Thoughts on LLMs
5 minute read.
After skipping the Crypto and NFT discussions and mostly restraining from offering an opinion, I did end up running down a rabbit hole on the current AI trends.
I’m getting close to two decades of coding experience and recently spent about three days worth of working time (entrepreneur days) building a company-internal chatbot that is able to create and manage Gitlab Issues, CI/CD pipeline failures, draft emails and remember preferences. I ended up with a superficial understanding on what is possible and an intuition on what it is useful for and what not.
I was baffled at how easy it was to build these things on top of the OpenAI APIs.
In the end, I can summarize for myself: AI assistants are extremely appealing because you can provide tools and they just know when to use them. They can take over mundane tasks that nobody enjoys much, like summarizing conversations into a ticket and assigning the right person and milestones. And they do it much cheaper and faster than humans could.
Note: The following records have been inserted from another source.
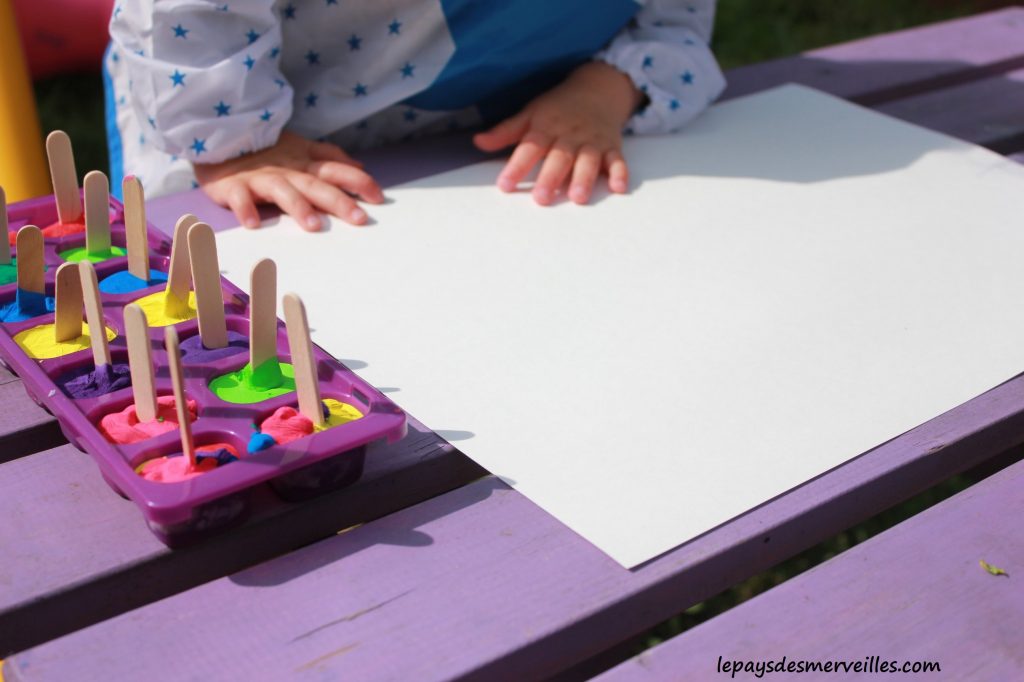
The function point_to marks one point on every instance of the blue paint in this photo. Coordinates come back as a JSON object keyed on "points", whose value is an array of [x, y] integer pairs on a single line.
{"points": [[124, 282], [507, 53], [27, 304], [222, 456], [258, 441]]}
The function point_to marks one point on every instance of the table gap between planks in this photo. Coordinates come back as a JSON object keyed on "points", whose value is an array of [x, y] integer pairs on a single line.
{"points": [[478, 582]]}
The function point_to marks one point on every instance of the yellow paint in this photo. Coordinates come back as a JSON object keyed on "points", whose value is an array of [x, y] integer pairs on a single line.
{"points": [[341, 413], [23, 164], [40, 342], [165, 308]]}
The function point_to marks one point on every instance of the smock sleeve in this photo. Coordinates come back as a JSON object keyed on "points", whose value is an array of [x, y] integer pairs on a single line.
{"points": [[666, 51], [204, 76]]}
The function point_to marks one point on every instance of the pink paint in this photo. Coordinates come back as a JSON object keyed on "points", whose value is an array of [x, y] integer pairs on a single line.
{"points": [[287, 424], [53, 231], [176, 468], [124, 428]]}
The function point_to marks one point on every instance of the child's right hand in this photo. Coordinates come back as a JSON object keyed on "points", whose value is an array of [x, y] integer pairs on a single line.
{"points": [[297, 174]]}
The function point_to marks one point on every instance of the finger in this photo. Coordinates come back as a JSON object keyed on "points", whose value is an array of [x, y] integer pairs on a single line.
{"points": [[349, 178], [237, 197], [506, 133], [329, 199], [275, 188], [526, 155], [585, 172], [329, 152], [619, 173], [556, 168]]}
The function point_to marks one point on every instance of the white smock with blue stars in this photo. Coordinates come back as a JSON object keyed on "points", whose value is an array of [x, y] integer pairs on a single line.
{"points": [[189, 81]]}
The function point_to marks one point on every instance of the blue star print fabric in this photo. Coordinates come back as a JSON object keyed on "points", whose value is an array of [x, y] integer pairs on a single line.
{"points": [[195, 81]]}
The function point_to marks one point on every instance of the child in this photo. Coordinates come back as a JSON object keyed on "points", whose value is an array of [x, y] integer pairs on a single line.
{"points": [[256, 99]]}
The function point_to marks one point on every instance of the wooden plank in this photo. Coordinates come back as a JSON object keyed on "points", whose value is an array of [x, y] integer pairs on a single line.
{"points": [[892, 66], [920, 579], [481, 584], [985, 112], [25, 427], [75, 552]]}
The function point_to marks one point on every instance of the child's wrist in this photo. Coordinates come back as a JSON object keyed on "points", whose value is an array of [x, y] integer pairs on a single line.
{"points": [[615, 87]]}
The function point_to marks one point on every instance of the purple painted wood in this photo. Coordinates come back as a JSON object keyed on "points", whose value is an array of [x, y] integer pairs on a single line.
{"points": [[890, 66], [564, 622], [480, 583], [75, 553], [920, 579], [25, 427]]}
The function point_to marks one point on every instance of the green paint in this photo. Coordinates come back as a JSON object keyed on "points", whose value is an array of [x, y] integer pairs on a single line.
{"points": [[247, 386], [79, 254], [8, 272]]}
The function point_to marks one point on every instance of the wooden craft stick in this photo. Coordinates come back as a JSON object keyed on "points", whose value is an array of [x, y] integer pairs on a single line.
{"points": [[181, 407], [303, 363], [68, 307], [97, 213], [5, 247], [206, 279], [94, 313], [30, 259], [263, 312], [64, 177], [178, 273], [138, 248], [143, 384]]}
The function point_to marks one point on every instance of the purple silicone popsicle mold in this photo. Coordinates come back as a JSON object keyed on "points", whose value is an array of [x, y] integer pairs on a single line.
{"points": [[182, 512]]}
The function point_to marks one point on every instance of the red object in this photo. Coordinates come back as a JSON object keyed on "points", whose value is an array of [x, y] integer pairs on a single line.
{"points": [[62, 36]]}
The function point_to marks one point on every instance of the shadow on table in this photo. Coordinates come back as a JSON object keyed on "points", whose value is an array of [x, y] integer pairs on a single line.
{"points": [[398, 529]]}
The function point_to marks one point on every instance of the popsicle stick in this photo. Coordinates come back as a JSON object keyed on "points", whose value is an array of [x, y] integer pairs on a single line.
{"points": [[179, 274], [5, 247], [177, 381], [68, 308], [64, 176], [30, 259], [97, 213], [263, 312], [206, 279], [303, 363], [140, 363], [138, 248], [94, 313]]}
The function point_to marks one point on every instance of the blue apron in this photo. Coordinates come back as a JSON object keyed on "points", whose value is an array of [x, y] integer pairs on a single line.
{"points": [[509, 51]]}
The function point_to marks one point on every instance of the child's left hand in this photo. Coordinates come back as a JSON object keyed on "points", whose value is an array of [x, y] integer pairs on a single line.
{"points": [[576, 129]]}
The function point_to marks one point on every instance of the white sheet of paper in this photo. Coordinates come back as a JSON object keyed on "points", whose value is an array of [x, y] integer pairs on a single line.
{"points": [[793, 281]]}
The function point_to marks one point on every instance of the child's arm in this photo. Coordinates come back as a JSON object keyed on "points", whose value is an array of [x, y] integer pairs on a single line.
{"points": [[206, 77], [654, 77]]}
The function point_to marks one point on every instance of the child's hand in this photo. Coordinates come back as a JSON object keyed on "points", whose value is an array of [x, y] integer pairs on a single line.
{"points": [[297, 174], [576, 128]]}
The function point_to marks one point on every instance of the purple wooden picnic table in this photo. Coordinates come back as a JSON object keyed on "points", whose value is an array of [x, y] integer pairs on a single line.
{"points": [[450, 573]]}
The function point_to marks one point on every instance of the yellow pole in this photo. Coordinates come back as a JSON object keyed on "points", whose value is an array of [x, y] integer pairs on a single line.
{"points": [[23, 166]]}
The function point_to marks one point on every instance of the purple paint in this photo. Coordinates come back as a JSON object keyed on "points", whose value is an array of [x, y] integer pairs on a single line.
{"points": [[88, 382], [194, 352]]}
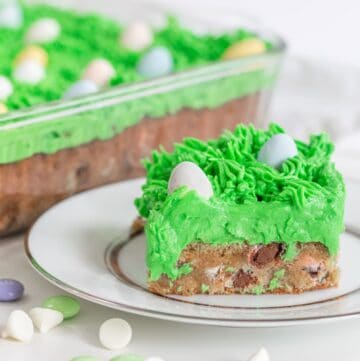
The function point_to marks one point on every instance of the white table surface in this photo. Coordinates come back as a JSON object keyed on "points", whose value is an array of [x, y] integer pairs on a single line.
{"points": [[336, 341]]}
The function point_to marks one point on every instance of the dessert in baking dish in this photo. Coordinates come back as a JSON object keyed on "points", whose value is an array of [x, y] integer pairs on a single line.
{"points": [[251, 212], [83, 99]]}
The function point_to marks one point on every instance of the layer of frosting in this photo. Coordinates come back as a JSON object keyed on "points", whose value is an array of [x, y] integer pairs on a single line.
{"points": [[85, 37], [303, 201]]}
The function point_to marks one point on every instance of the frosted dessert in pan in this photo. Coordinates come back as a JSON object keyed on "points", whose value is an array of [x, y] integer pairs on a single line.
{"points": [[251, 212], [84, 98]]}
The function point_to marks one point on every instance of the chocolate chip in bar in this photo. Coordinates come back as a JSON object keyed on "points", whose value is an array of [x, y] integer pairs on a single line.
{"points": [[266, 254], [243, 279]]}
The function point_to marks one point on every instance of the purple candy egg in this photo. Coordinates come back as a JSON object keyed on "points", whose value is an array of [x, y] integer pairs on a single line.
{"points": [[10, 290]]}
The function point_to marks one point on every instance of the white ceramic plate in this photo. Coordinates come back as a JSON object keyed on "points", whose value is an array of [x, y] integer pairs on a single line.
{"points": [[82, 246]]}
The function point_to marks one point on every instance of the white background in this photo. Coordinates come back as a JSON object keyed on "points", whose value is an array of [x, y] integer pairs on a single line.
{"points": [[320, 30]]}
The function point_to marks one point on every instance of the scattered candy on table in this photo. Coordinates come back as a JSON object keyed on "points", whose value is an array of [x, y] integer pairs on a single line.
{"points": [[137, 36], [44, 319], [19, 327], [127, 357], [192, 176], [32, 52], [81, 88], [10, 290], [247, 47], [29, 71], [261, 355], [156, 62], [67, 305], [100, 72], [278, 149], [115, 333], [3, 109], [11, 15], [6, 88], [43, 31]]}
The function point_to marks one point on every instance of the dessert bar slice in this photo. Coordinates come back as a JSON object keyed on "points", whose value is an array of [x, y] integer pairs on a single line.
{"points": [[251, 212]]}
They are also able to source the right information at the right time, compared to a human who will in the interest of time not evaluate seemingly unrelated content. An AI model cannot avoid processing the related context fed to it by embeddings.
# Note on AI Startups
Many startups out there are on a very high level “exposing” AI models to users in interesting ways. Their main tasks is UX and marketing, little on the AI model innovation side. But the plethora of potential use cases make this interesting nevertheless… sometimes.
Huge value is created when one model does everything rather than having a model or separate AI product for everything.